The choice of filter comes into play when you are dealing with sunlit snow and clear blue skies, since all the shadowed areas on the snow, including the micro-shadows under the individual grains of snow and ice are lit with light that is predominantly blue. Using too strong a filter (to darken the sky a lot for example) will also darken these blue shadows. How luminous the snow appears often has to do with how these shadows are placed and how much micro-contrast there is in textured areas. Too much contrast often appears harsh. I've had good luck many times with no filters at all, or just a polarizing filter. Placing the shadows high (Zone V or higher sometimes) also preserves the luminous quality of sunlit snow. At any rate, unless you really need to darken the shadows, I would caution against using too strong of filters in bright sunlit situations.
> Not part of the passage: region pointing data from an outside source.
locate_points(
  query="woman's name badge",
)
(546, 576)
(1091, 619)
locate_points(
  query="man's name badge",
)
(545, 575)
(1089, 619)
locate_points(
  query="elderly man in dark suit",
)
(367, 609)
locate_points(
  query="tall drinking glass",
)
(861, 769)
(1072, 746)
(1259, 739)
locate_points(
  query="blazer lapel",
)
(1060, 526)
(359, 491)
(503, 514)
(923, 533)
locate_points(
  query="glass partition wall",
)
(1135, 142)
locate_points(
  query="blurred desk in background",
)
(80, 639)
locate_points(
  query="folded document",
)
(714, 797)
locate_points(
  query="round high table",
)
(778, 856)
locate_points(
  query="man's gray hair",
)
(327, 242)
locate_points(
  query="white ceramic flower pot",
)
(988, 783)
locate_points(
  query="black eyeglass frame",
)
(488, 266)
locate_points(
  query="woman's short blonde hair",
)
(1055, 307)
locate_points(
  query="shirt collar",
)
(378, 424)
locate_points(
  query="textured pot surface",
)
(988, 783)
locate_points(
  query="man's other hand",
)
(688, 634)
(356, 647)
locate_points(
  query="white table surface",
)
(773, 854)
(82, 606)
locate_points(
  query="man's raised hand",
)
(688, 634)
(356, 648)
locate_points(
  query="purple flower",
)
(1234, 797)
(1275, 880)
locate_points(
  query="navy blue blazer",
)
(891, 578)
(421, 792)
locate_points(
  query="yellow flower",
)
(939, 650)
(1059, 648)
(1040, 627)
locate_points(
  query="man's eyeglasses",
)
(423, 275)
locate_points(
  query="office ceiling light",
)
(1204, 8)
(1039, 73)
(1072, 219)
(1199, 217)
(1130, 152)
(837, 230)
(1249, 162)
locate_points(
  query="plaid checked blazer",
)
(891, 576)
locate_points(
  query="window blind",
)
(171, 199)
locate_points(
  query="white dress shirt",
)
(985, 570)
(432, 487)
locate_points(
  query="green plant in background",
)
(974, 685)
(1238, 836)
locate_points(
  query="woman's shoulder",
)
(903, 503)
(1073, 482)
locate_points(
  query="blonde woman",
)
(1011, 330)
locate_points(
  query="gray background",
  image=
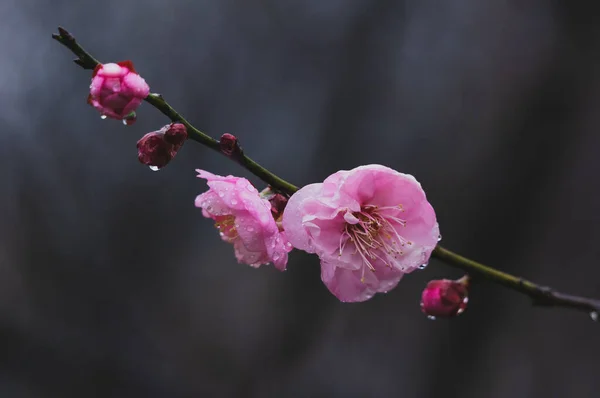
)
(113, 285)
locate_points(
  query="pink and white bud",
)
(445, 298)
(157, 148)
(117, 90)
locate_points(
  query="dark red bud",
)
(229, 144)
(176, 135)
(445, 298)
(153, 150)
(278, 203)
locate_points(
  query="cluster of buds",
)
(157, 148)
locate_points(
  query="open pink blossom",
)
(117, 90)
(369, 226)
(244, 219)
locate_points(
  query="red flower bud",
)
(176, 135)
(230, 145)
(445, 298)
(157, 148)
(278, 202)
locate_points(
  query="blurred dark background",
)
(113, 285)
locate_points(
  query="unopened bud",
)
(176, 134)
(157, 148)
(278, 202)
(445, 298)
(230, 145)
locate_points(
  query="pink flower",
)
(369, 226)
(117, 90)
(157, 148)
(445, 298)
(244, 219)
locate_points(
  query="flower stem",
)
(86, 61)
(540, 295)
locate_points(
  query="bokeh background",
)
(113, 285)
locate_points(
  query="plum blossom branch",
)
(87, 61)
(540, 295)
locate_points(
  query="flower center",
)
(226, 227)
(375, 235)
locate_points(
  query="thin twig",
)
(540, 295)
(86, 61)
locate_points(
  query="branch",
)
(86, 61)
(541, 295)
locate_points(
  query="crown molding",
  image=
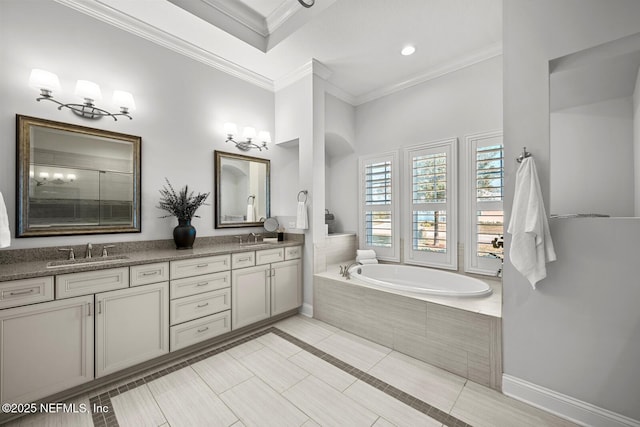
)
(125, 22)
(433, 73)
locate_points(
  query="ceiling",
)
(270, 42)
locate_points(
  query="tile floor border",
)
(108, 418)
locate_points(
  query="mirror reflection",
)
(76, 180)
(595, 124)
(242, 190)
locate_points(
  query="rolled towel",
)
(366, 254)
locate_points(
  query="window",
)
(379, 205)
(485, 219)
(430, 175)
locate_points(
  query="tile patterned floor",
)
(299, 372)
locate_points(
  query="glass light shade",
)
(124, 100)
(264, 136)
(88, 90)
(249, 132)
(230, 129)
(42, 79)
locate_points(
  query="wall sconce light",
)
(48, 82)
(248, 133)
(58, 178)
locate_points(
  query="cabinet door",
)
(250, 296)
(132, 326)
(45, 348)
(286, 286)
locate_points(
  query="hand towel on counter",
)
(251, 213)
(5, 233)
(302, 222)
(531, 245)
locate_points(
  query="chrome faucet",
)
(344, 270)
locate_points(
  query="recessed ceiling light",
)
(408, 50)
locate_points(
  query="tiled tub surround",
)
(460, 335)
(105, 321)
(299, 371)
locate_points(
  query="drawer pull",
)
(15, 293)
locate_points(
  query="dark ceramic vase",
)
(184, 234)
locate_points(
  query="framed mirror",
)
(75, 180)
(242, 190)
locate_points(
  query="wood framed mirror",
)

However, in hazy situations, you may need an orange or even a red filter depending on what effect you are after.

There is no correct filter for snow. You need to know how you want the scene rendered tonally, be able to meter and visualize to see how it will be rendered in the "Normal" case and then apply the filters and Zone System tools to achieve your desires. Practice and some creative bracketing will help.

Good luck

John Kasaian
16-Nov-2003, 07:16
This forum is great---it sounds like less filtration is what I've needed all along---thank you all!

Peter Collins
16-Nov-2003, 12:46
What's a "K2" in terms of designations like No. 8, 11, 16, or three-digit coding like 090 for Wratten 25A?

More helpful would be knowing where to find a table of equivalences in numbering/labeling for this guy. Any help?

merci

John Kasaian
16-Nov-2003, 14:17
Peter,

I really messed up here! For some reason, my Wratten K2 looked much lighter yellow than my Lee No.8 filter. According to Kodak's Professional Photoguide, which has a section on B&W filters they are one and the same animal. Perhaps the wratten gel in the series VI faded a bit over the years? That might be possible since it came with a bunch of stuff in a Kodak 16mm Cine camera case with a receipt from the Brooklyn Navy Yard dated 1947---or, maybe its just the 18%"grey matter" in my ol' noggin thats faded!
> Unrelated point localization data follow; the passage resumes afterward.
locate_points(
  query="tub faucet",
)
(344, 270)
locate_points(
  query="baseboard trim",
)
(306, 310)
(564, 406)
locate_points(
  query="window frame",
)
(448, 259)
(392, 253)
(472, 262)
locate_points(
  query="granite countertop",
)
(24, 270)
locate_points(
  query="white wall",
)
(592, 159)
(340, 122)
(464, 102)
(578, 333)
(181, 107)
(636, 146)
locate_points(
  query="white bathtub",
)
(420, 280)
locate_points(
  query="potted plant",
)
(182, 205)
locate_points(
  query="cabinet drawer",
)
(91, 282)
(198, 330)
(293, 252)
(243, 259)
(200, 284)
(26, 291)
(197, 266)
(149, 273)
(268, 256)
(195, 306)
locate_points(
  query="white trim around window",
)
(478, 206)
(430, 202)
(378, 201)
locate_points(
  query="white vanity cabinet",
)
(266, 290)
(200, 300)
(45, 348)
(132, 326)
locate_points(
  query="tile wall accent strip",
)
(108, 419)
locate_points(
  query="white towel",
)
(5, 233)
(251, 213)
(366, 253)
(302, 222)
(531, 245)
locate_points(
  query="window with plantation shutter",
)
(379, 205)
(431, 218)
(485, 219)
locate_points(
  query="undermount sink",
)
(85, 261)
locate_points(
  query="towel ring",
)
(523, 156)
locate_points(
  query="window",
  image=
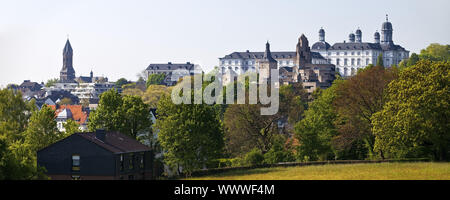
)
(141, 164)
(130, 161)
(76, 162)
(121, 163)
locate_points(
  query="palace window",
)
(130, 161)
(121, 163)
(141, 164)
(76, 162)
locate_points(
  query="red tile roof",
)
(77, 112)
(116, 142)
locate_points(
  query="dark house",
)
(97, 155)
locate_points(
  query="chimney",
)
(100, 134)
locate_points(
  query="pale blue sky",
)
(120, 38)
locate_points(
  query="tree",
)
(278, 152)
(415, 120)
(317, 129)
(155, 79)
(107, 115)
(413, 59)
(136, 116)
(120, 82)
(14, 114)
(154, 93)
(127, 114)
(436, 52)
(42, 130)
(293, 100)
(358, 98)
(71, 127)
(246, 128)
(17, 159)
(380, 60)
(192, 134)
(51, 82)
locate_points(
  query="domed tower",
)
(351, 37)
(321, 45)
(322, 35)
(386, 32)
(358, 35)
(376, 37)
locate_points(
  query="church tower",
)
(303, 52)
(266, 64)
(386, 32)
(67, 73)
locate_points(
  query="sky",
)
(121, 38)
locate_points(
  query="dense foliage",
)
(415, 120)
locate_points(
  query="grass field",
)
(376, 171)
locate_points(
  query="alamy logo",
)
(213, 93)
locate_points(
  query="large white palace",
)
(354, 54)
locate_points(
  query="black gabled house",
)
(99, 155)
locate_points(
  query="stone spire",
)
(322, 35)
(386, 32)
(358, 35)
(267, 54)
(303, 52)
(67, 73)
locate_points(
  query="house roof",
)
(77, 112)
(115, 142)
(275, 55)
(171, 66)
(365, 46)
Heres some equivalents courtesy of Kodak: K2=No.8, G=No.15, A=No.25, X1=No.11. The three digit equivalents are...are...I have no idea. Maybe Bob Solomon could help since one of the products he represents is, I think, Heliopan or B+W. FWIW, Kodak's Professional Photoguide also gives wratten filter factors for use with specific(Kodak of course) films

I recall Simmon's Using The View Camera also has a table of filters, but then it seems as though my "recall" might need to be recalled.

------Cheers!

Robert A. Zeichner
16-Nov-2003, 14:35
A Wratten K2 is virtually the same as a #8. A #9 is barely deeper, but my favorite filter of all, the Wratten G is darker yet and is equivalent to a #15. That said, the reason you use a yellow or dark yellow or Orange filter when shooting snow is to darken the tiny shadows cast by the snow particles as light strikes the scene at an angle. Without a filter, the shadows which are pretty bright and rich in UV just blend into the highlight areas creating a blocked out result. With a filter, the UV is trapped and the snow now takes on some textural qualities which result in the highlights looking like, well, snow....fluffly, grainy, powdery, whatever you might call it. The darker the filter you use, the darker the shadows will be rendered. Keep this in mind when there is green foliage in the scene. The temptation to use a red filter would certainly work to make the snow appear to have textural detail, but it will also render greens as dark, almost black in some cases, an effect you might want to avoid. All the above is true for shooting white clapboard buildings as well as white cement or cinder block structures.

James Venis
17-Nov-2003, 09:48
This is a little tangential to the original question, but I wonder if Mr. Scudder would comment on how he determines exposure when using a polarizing filter.